Originally published in our September 2015 newsletter
“How many days have you been on my couch now?” Victor asks, without looking up from the script he’s in the process of destroying — actually destroying — with a pencil. He’s not making notes, he’s punching the point through as many pages as he can at a time and ripping.
“You should probably spend your unexpected time off somewhere other than my couch.”
“You’re still paying me,” Paul says, shifting himself upright. If he’s going to use professionalism as an excuse for hanging around Victor’s house, he should probably look like has his shit at least slightly together.
“Mmmmmm. That’s an ethical choice. Not one that obligates you to be here while our hands are tied by the strike.” The pencil rips through more paper. “Why aren’t you on the picket line?”
Paul shrugs. He’s not even in the damn union yet. “Somebody’s got to write.”

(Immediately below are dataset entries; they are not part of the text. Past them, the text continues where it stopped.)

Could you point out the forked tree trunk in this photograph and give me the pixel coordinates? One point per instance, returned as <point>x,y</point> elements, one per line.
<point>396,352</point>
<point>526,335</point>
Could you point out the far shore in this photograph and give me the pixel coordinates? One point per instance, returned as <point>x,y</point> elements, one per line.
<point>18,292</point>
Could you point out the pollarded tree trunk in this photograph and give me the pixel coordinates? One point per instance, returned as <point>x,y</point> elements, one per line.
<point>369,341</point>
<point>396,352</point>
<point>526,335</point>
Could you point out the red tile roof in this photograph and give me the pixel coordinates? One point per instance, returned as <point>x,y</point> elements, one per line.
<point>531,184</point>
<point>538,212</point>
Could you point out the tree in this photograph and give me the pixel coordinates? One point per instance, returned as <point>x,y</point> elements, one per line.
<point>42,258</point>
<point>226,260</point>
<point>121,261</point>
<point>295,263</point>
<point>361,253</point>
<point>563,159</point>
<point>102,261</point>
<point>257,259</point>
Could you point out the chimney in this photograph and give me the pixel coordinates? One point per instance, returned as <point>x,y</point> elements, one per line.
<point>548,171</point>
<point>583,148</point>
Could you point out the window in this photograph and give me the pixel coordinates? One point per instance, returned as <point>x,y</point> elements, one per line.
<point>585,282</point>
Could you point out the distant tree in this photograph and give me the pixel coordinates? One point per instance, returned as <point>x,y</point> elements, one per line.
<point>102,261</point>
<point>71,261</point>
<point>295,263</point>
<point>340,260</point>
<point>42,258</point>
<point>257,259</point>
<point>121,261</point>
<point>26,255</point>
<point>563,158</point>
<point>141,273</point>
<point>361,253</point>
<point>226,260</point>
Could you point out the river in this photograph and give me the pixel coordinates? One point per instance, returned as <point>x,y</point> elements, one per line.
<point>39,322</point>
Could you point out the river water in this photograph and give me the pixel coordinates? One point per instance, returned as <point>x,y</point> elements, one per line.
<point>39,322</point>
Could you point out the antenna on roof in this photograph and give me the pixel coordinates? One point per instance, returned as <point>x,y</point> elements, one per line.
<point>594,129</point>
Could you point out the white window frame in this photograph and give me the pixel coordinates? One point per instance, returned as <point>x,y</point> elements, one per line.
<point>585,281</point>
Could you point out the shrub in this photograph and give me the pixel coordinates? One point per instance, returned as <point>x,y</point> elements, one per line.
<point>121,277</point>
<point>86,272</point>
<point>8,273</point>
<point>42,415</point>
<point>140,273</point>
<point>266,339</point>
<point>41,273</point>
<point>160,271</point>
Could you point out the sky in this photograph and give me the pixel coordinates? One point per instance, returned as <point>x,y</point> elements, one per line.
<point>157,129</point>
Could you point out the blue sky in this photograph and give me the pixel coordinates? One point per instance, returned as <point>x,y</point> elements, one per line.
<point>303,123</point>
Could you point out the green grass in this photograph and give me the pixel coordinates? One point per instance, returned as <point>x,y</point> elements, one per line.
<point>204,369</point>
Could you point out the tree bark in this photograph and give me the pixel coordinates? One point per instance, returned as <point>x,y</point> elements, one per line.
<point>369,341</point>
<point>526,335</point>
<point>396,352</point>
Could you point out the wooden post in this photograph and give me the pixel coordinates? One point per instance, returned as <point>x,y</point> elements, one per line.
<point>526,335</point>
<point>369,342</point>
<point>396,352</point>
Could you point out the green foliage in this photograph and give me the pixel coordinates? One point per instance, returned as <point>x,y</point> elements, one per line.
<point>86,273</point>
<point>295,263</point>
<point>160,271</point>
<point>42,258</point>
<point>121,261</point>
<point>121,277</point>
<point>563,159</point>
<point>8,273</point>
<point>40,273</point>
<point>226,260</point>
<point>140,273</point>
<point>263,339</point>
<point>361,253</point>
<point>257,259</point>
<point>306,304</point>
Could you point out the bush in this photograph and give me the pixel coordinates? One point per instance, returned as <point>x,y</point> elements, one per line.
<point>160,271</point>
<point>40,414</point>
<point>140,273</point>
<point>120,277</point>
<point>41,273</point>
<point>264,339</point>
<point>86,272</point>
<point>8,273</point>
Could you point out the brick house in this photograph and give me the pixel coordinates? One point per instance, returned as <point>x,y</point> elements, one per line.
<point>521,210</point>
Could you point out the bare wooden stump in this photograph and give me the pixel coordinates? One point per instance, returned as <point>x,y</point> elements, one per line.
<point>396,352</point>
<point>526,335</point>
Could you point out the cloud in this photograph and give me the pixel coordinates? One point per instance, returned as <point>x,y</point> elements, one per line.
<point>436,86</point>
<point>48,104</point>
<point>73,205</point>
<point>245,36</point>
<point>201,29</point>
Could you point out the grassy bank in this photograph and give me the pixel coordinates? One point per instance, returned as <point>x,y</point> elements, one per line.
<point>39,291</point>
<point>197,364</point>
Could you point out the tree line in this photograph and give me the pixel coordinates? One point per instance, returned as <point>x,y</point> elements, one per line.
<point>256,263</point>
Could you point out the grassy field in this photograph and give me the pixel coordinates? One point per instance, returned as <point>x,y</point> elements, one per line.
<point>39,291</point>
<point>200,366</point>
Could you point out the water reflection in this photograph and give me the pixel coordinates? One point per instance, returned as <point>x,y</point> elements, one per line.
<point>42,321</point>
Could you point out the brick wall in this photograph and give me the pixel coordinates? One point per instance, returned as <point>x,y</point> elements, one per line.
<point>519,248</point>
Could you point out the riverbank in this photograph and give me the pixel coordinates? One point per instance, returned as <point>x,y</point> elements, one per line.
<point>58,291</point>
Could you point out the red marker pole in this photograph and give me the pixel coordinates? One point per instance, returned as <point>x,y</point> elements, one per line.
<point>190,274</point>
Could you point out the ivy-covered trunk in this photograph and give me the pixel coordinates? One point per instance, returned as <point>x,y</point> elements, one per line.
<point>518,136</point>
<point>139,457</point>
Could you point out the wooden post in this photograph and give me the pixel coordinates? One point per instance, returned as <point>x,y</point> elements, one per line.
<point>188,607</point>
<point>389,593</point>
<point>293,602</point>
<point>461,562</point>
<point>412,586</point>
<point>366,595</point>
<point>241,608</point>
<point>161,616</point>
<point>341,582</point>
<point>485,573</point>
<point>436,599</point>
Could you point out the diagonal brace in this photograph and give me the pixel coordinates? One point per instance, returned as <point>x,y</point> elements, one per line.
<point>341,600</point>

It’s three weeks into the writers’ strike, with no sign of it ending anytime soon. When Paul moved out to L.A. a year ago and somehow got a gig as the legendary Victor Salcido Santillan’s writing assistant, he did not foresee this as a career trajectory. But as far as Paul is concerned, crashing on Victor’s couch while they both work on pilots for new shows that no one is paying them for is a far better use of his time than sitting home and being pathetic. Here, he’s at least being pathetic and productive. While Victor may be vicious in his anger at the television producers’ association in general and the studio execs who fired his writing and production assistants in particular, he’s not yelling at Paul. Just in his general vicinity. It’s not that bad, really.
Paul jumps when his phone rings, fumbling to answer.